From here on out, the intermediate results will no longer make sense if you open them in a text editor, because they are raw binary. You can, however, translate them to a readable hexadecimal representation using the xxd utility.
xxd count.o
This will mostly not make sense to you without knowing more about
object files, but you should be able to see some recognizable landmarks
still. The file begins with the magic number (yes, it’s really called
magic) ‘ELF’. Also, the format string from our C code, "%d\n",
will still be in there as the hexadecimal 25640a, which is the
ASCII representation of percent, d, and newline, respectively.
You can also use programs like objdump that can read the information in an object file and print human-readable tables summarizing it. We will be exploring that in detail later on.
Linking¶
C was designed to allow for ‘separate compilation’, in which each source file can go through preprocessing, compiling, and assembling separately, and then they are linked together at the end. Compiling in particular is a lot of work for the computer, and with separate compilation, if one file has to be changed, that file can be recompiled without needing to recompile every file in the project. This is also a way to reuse code as compiled libraries, which are linked in to the program that uses them.
Linking in the modern compiler has become very complex, so that even if you want to run the linker directly, you normally go through gcc.
gcc -o count count.o
This is different from the first, do-everything-in-one-go command
line, because we are using count.o as the input rather than
count.c. The gcc command will figure out what step
to start on based on the extension of the input file.

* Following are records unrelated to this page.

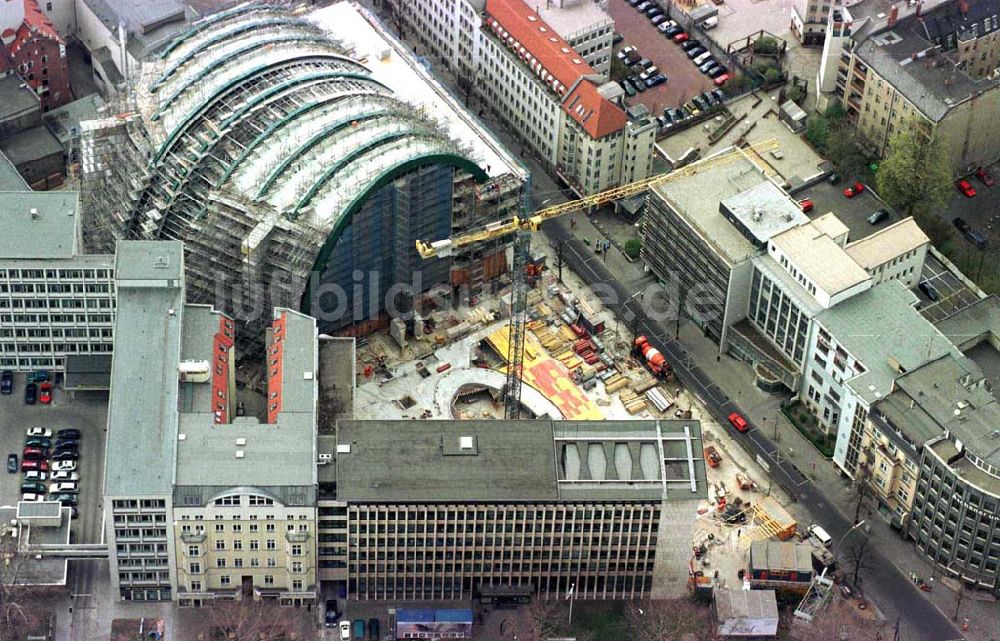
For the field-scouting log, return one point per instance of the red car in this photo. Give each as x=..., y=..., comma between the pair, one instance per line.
x=739, y=422
x=967, y=189
x=32, y=465
x=854, y=190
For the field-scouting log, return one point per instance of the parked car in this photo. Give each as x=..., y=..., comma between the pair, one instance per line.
x=974, y=237
x=968, y=190
x=35, y=453
x=64, y=487
x=34, y=464
x=740, y=423
x=33, y=486
x=878, y=216
x=854, y=190
x=928, y=290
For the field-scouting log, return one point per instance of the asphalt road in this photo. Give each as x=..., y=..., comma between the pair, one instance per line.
x=888, y=587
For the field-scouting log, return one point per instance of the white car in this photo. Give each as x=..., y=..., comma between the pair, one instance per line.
x=63, y=488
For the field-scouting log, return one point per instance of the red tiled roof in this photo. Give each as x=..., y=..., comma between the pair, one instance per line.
x=556, y=63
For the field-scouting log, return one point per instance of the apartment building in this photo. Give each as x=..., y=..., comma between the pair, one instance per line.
x=930, y=65
x=552, y=92
x=527, y=507
x=206, y=505
x=55, y=301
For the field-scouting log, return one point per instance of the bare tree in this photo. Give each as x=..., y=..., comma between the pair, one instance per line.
x=247, y=620
x=856, y=554
x=671, y=620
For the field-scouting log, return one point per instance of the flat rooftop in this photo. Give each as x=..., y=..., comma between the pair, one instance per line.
x=881, y=328
x=820, y=258
x=696, y=198
x=405, y=461
x=571, y=18
x=934, y=84
x=142, y=414
x=38, y=224
x=887, y=243
x=764, y=211
x=411, y=82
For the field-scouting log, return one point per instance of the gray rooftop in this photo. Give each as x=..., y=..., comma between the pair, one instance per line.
x=273, y=455
x=142, y=414
x=48, y=232
x=933, y=84
x=394, y=461
x=30, y=145
x=16, y=98
x=764, y=211
x=881, y=328
x=10, y=178
x=696, y=198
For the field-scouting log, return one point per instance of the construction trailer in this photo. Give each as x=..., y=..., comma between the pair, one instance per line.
x=781, y=565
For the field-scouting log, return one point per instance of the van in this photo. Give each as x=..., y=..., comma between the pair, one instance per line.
x=820, y=535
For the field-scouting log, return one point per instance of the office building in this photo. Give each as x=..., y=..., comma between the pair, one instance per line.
x=527, y=508
x=55, y=301
x=203, y=504
x=931, y=64
x=31, y=48
x=349, y=165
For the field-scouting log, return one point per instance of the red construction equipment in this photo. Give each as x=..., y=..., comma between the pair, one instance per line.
x=654, y=359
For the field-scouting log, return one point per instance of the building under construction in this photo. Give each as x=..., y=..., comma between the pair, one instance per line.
x=298, y=157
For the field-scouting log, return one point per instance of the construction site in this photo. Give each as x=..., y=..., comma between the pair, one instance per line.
x=298, y=156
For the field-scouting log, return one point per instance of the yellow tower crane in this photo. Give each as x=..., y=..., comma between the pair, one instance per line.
x=523, y=227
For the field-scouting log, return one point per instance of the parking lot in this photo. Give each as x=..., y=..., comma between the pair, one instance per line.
x=87, y=415
x=684, y=79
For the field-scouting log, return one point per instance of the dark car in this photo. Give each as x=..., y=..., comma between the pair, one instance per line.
x=32, y=487
x=331, y=615
x=878, y=216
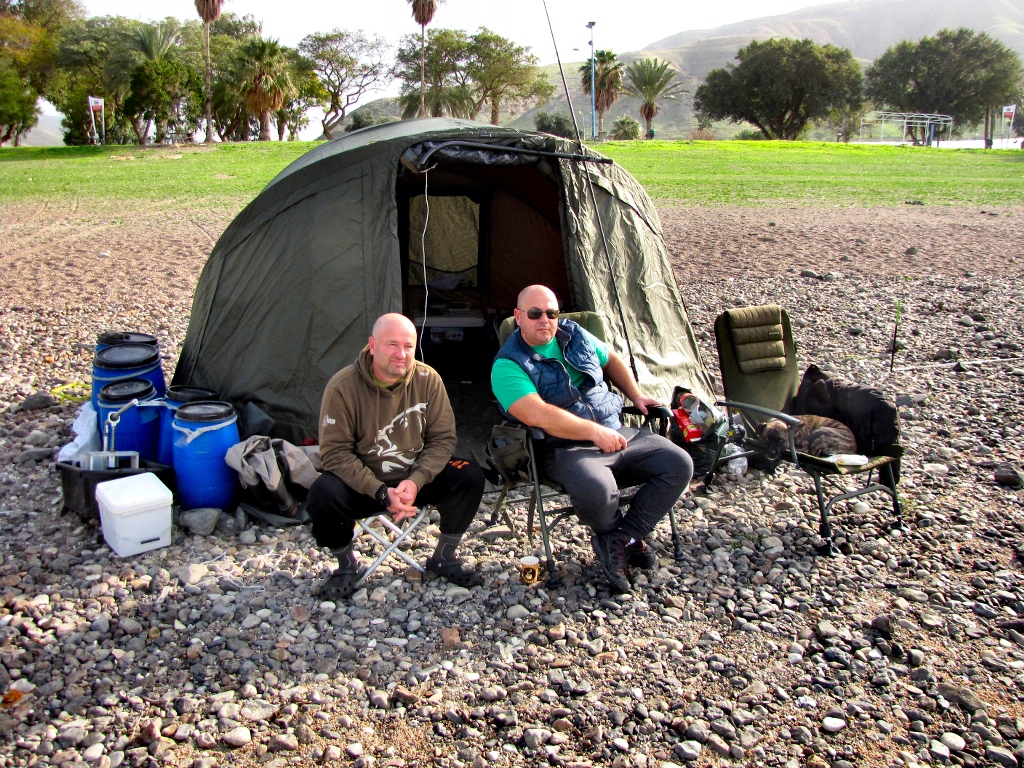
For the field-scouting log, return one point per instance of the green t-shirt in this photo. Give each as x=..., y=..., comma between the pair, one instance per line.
x=510, y=382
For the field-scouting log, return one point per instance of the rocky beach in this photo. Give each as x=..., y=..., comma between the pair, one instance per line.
x=751, y=649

It is still possible to access the linker directly through its traditional name, ld, but we have to know which system files to link in for the program to be complete.
ld -o count /usr/lib/x86_64-linux-gnu/crt1.o /usr/lib/x86_64-linux-gnu/crti.o /usr/lib/x86_64-linux-gnu/crtn.o count.o -lc
The files crt1.o, crti.o, and crtn.o contain
extra code needed to set up the runtime environment for our program
(‘CRT’ stands for ‘C Run Time’). The -lc flag links in
the standard C library, which provides, for example, the implementation
of the printf function our example code depends on.

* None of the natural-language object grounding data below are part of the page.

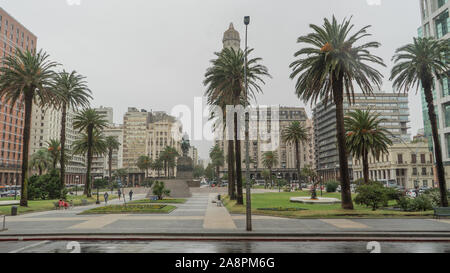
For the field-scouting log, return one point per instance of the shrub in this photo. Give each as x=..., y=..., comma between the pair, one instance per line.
x=331, y=186
x=160, y=190
x=45, y=186
x=420, y=203
x=372, y=195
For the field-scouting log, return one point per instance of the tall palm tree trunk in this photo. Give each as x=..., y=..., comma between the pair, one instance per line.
x=436, y=143
x=338, y=87
x=63, y=153
x=231, y=171
x=366, y=167
x=26, y=144
x=297, y=155
x=239, y=195
x=87, y=188
x=110, y=166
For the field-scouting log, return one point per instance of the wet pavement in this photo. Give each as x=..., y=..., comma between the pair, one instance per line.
x=219, y=247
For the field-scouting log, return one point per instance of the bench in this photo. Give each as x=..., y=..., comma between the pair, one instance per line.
x=439, y=212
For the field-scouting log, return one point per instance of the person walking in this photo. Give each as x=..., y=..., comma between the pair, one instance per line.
x=106, y=195
x=131, y=195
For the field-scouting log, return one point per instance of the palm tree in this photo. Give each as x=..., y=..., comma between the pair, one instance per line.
x=40, y=160
x=157, y=166
x=415, y=65
x=111, y=144
x=168, y=156
x=295, y=134
x=90, y=122
x=54, y=148
x=269, y=160
x=217, y=159
x=25, y=77
x=364, y=136
x=266, y=175
x=328, y=70
x=144, y=163
x=225, y=83
x=73, y=92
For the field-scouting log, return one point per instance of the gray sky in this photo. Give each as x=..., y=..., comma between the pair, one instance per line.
x=153, y=54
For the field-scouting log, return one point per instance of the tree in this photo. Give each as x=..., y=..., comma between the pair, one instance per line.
x=40, y=160
x=417, y=64
x=266, y=175
x=168, y=156
x=26, y=77
x=329, y=69
x=90, y=122
x=111, y=144
x=54, y=149
x=144, y=163
x=217, y=159
x=295, y=134
x=160, y=190
x=72, y=92
x=269, y=160
x=225, y=83
x=365, y=135
x=199, y=171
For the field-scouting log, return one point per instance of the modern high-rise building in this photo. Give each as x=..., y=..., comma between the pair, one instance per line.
x=100, y=164
x=393, y=107
x=436, y=23
x=107, y=113
x=12, y=35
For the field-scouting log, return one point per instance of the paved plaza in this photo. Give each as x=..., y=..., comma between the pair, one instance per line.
x=200, y=215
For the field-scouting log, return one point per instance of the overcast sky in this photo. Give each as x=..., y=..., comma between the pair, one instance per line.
x=153, y=54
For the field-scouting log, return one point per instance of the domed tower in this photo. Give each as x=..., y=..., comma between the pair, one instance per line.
x=231, y=38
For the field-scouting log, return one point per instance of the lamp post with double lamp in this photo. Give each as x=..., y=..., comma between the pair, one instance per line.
x=247, y=155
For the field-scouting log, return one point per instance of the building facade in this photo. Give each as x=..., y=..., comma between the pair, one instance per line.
x=147, y=133
x=392, y=107
x=286, y=167
x=12, y=35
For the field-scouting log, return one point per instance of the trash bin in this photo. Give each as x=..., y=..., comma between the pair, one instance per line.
x=13, y=210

The output of the linker is the finished executable, count. You
might view count with xxd as well, and notice
its similarities and differences of this linked version relative to
count.o. A useful way to control the output of programs with
lots of output like this is to pipe the output into less.
xxd count | less
Within less, the up and down arrows will scroll through the
output, and q will quit.
Exploration¶
Work through the example above, or the same steps with different source code, for yourself. Try changing the file produced each of the steps and compiling the rest of the way in order to change what the program does. For example, in each of those files, it is possible to change the program to stop at a target other than 10, or to print the numbers out separated by spaces rather than newlines. If you let the preprocessor emit linemarkers, you could introduce syntax errors but manipulate where the compiler believes they are.
To edit the binary files, a good trick is to use xxd to dump them, edit the dump, and then use xxd ‘in reverse’ to patch the binary file.
xxd file dumped # dump file into dumped
# now edit dumped
xxd -r dumped file # patch the changes back into the original
Note that although xxd includes an attempt at interpreting
the raw hex as ASCII in a column on the right, editing it has no effect
on xxd -r, which only considers the hex dump part.